Mata Seungkwan yang bulat semakin membulat ketika Wonwoo mengatakan hal aneh seperti barusan.

"K kupikir kau.. kupikir kau menyimpang sepertiku. Dan kupikir kau masih– Ahh aduh sakit!"

"Tentu saja aku masih menyimpang, Seungkwanku sayang! Ck ayolah Boo bantu aku. Jalang ini bukan untukku. Aku tidak bisa mengatakannya ini untuk siapa, tapi ini darurat. Jika aku gagal kali ini, sudah tamat riwayatku!" Ucap Wonwoo sedikit mendramatisir keadaan.

Seungkwan mengangguk lalu mendudukkan dirinya di atas meja dan kaki bertumpu pada sebuah kursi.

"Beruntungnya dirimu hyung, aku tahu siapa yang bisa membantumu dalam masalah kali ini,"

Seungkwan merogoh kantong celananya, mengambil ponsel miliknya dan menelfon seseorang yang dipanggil sayang olehnya.

"Berikan aku list jalang terbaik di clubmu. Yak! Jangan mengelak. Aku tahu, mantan jalangmu itu segunung! Apa susahnya sih memberikanku nomor ponsel mereka?! Astaga orang ini perhitungan sekali denganku. Dasar kau bule sinting! Baiklah baiklah malam ini aku akan pulang lebih awal. Dasar brengsek! Aku mengerti!"

Maafkan Seungkwan yang banyak mengumpat di depan Wonwoo yang masih sedikit suci ini.

Wonwoo menggerakkan kursi yang ia duduki tadi untuk mendekati Seungkwan. Matanya berbinar meminta jawaban dari Seungkwan.

"Traktir makan siang besok sebagai bayarannya. Aku harus siap diikat dan ditusuk lagi malam ini. Hansol brengsek itu meminta tubuhku lagi untuk bayarannya,"

Wonwoo terus menatap dengan mata berbinar dan bibir tersenyum manis.

"Aku sudah mengirimkan nomornya padamu lewat Kakao Talk. Ahh bule itu benar benar gila pada tubuhku. Sialan!"

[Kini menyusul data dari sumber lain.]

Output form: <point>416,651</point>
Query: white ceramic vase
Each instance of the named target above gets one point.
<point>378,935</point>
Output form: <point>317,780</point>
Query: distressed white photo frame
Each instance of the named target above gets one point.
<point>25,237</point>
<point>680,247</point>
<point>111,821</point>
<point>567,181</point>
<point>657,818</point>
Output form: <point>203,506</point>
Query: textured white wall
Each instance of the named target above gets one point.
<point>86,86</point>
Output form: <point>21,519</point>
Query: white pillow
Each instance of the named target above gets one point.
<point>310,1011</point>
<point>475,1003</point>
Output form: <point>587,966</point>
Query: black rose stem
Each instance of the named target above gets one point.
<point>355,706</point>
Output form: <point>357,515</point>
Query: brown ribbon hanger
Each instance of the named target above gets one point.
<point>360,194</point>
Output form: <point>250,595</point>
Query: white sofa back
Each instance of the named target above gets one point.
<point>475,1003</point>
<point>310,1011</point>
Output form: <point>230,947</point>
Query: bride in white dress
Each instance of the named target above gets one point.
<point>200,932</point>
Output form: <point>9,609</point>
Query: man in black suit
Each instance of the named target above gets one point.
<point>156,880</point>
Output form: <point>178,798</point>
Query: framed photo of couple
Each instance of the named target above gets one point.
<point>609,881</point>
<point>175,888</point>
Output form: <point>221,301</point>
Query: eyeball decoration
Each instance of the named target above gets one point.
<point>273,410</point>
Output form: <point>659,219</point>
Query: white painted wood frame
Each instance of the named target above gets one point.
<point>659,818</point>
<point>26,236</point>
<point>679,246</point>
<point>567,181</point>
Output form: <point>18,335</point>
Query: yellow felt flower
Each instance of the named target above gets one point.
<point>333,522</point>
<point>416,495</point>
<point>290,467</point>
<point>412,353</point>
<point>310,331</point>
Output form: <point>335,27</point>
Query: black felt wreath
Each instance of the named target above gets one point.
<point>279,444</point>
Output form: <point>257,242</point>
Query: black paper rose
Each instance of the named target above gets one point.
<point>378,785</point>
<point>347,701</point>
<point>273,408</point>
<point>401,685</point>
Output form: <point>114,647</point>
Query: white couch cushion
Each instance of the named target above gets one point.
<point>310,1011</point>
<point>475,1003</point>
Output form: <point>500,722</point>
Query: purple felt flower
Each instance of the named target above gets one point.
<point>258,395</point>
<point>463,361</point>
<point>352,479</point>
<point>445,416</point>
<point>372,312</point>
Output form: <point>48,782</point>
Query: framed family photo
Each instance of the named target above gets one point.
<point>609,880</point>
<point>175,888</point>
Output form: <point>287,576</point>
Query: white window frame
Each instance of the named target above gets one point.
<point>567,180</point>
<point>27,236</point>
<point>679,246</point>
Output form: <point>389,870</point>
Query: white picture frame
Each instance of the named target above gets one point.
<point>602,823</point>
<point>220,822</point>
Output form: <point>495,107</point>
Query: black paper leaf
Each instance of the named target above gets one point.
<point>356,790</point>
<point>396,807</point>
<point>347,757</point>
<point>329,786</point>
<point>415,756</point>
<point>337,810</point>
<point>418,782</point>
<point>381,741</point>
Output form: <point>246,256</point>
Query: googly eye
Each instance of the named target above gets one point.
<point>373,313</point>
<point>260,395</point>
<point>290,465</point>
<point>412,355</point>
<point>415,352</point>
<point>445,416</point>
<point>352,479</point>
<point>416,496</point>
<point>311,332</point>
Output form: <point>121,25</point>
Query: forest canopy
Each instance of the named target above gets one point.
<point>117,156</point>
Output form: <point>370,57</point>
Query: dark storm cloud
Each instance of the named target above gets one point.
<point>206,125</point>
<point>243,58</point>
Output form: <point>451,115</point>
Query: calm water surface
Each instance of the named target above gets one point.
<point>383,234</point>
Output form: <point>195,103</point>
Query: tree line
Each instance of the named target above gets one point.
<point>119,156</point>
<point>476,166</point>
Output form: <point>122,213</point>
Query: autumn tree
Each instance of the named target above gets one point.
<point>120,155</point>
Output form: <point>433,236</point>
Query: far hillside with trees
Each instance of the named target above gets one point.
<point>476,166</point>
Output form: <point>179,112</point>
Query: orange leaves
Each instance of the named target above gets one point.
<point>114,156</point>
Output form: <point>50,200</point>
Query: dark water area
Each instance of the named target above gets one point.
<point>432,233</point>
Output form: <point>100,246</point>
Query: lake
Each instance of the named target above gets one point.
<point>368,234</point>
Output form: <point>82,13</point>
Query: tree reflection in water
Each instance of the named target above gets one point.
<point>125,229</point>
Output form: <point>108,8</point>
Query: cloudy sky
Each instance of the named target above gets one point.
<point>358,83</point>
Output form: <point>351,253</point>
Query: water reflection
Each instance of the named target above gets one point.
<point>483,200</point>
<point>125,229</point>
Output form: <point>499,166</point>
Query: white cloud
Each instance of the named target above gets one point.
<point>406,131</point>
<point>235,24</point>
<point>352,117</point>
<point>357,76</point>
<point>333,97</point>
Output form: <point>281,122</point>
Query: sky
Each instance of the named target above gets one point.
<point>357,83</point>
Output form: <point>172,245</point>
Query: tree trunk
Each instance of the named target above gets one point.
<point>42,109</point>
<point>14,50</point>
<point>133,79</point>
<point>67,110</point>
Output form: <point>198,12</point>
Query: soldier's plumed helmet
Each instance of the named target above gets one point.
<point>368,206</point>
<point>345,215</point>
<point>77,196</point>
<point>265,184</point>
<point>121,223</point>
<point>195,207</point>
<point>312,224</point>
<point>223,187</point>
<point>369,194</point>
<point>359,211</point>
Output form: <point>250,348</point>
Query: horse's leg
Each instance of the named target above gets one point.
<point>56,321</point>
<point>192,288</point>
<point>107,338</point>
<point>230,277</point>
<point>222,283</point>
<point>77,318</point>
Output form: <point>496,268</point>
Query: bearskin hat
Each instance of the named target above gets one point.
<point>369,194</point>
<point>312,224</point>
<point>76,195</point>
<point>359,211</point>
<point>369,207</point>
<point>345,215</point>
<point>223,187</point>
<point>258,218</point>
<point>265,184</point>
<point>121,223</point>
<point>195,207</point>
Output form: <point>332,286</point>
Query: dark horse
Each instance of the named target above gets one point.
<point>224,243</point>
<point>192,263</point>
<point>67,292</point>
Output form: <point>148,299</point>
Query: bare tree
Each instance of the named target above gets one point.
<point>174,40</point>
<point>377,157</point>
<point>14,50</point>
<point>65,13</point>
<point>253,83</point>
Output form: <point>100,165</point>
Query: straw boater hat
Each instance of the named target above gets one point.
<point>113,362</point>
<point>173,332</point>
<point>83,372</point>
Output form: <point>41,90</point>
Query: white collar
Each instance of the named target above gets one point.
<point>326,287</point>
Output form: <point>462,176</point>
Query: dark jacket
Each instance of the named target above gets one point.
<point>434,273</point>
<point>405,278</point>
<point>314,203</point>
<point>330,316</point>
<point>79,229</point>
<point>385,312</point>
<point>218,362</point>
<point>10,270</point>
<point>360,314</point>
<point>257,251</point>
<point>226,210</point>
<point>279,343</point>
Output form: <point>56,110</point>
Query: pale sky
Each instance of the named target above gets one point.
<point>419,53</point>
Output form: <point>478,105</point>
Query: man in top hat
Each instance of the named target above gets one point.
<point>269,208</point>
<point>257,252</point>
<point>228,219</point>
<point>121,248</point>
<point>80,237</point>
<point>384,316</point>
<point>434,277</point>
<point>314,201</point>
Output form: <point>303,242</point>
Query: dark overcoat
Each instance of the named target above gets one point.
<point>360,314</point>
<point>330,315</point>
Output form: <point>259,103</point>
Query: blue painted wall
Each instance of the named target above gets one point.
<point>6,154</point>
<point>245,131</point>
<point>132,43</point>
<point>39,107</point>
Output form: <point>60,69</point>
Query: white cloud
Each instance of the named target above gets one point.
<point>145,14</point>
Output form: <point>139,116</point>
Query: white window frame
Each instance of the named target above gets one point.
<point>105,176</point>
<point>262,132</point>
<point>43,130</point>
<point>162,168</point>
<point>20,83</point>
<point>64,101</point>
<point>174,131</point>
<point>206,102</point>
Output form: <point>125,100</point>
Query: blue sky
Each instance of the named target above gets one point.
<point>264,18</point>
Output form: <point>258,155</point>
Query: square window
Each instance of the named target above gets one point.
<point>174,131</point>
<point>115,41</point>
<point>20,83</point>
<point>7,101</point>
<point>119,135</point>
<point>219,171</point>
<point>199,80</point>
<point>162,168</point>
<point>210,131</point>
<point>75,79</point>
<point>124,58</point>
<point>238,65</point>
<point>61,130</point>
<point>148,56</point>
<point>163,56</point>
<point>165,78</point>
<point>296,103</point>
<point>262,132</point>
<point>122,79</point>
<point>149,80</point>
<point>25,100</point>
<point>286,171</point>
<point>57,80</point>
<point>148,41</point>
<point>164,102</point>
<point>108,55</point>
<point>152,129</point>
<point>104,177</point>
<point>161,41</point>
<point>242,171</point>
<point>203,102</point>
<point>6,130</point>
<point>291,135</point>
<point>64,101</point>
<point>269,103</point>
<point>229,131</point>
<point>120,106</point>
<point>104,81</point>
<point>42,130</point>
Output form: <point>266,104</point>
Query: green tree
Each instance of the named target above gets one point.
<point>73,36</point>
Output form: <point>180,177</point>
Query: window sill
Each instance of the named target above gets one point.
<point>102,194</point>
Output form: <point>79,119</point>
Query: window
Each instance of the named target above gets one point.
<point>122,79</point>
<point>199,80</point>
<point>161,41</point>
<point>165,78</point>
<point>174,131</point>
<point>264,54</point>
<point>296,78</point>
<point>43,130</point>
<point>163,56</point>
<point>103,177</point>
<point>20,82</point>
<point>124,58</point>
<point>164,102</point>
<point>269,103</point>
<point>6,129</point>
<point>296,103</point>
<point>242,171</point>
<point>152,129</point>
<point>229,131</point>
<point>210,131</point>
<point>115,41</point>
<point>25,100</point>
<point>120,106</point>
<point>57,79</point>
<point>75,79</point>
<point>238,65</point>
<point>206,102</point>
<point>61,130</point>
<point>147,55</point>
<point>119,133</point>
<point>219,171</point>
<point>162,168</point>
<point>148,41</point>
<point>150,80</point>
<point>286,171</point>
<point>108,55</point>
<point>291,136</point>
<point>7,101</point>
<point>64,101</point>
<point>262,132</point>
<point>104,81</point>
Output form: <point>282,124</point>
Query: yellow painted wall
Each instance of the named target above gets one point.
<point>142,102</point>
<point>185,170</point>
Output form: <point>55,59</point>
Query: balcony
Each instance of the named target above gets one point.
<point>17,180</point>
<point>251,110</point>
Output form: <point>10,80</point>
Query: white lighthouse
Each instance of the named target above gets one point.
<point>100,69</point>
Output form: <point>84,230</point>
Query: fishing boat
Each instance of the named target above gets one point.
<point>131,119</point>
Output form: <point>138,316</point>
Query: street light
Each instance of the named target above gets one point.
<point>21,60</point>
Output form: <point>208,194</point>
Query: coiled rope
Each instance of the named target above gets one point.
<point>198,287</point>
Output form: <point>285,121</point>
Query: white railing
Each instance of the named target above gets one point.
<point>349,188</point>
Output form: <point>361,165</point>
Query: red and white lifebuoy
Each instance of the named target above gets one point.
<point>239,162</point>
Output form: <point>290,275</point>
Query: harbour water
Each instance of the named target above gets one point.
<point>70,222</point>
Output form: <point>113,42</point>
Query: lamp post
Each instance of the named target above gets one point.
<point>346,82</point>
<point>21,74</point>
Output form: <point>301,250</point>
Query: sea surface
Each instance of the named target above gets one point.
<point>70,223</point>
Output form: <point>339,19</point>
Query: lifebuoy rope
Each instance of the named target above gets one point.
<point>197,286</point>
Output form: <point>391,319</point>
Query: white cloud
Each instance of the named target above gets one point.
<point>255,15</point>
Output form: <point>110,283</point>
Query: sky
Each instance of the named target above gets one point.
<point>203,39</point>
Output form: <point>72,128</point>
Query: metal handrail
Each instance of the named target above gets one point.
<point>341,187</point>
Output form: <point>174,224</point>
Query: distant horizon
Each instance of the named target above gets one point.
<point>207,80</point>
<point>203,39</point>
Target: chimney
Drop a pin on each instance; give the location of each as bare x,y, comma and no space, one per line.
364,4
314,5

"YASH! Terima kasih sayang! Aku mencintaimu! Ah tidak, aku mencintai diriku sendiri!"

Wonwoo berlari keluar hall pertemuan setelah mengecup singat kening Seungkwan yang sudah dianggapnya sebagai adiknya sendiri.

••••

Langkah kaki Wonwoo terhenti tepat di depan pintu ruang kerja CEO Kim. Nafasnya memburu setelah ia berlari dari hall pertemuan di lantai dasar, dan menaiki tangga darurat –karena lift sedang penuh– menuju ke lantai 3, tempat di mana ruang kerja CEO Kim.

Tangannya terulur untuk mengetuk pintu ruang kerja atasannya itu. "Permisi, tuan Kim,"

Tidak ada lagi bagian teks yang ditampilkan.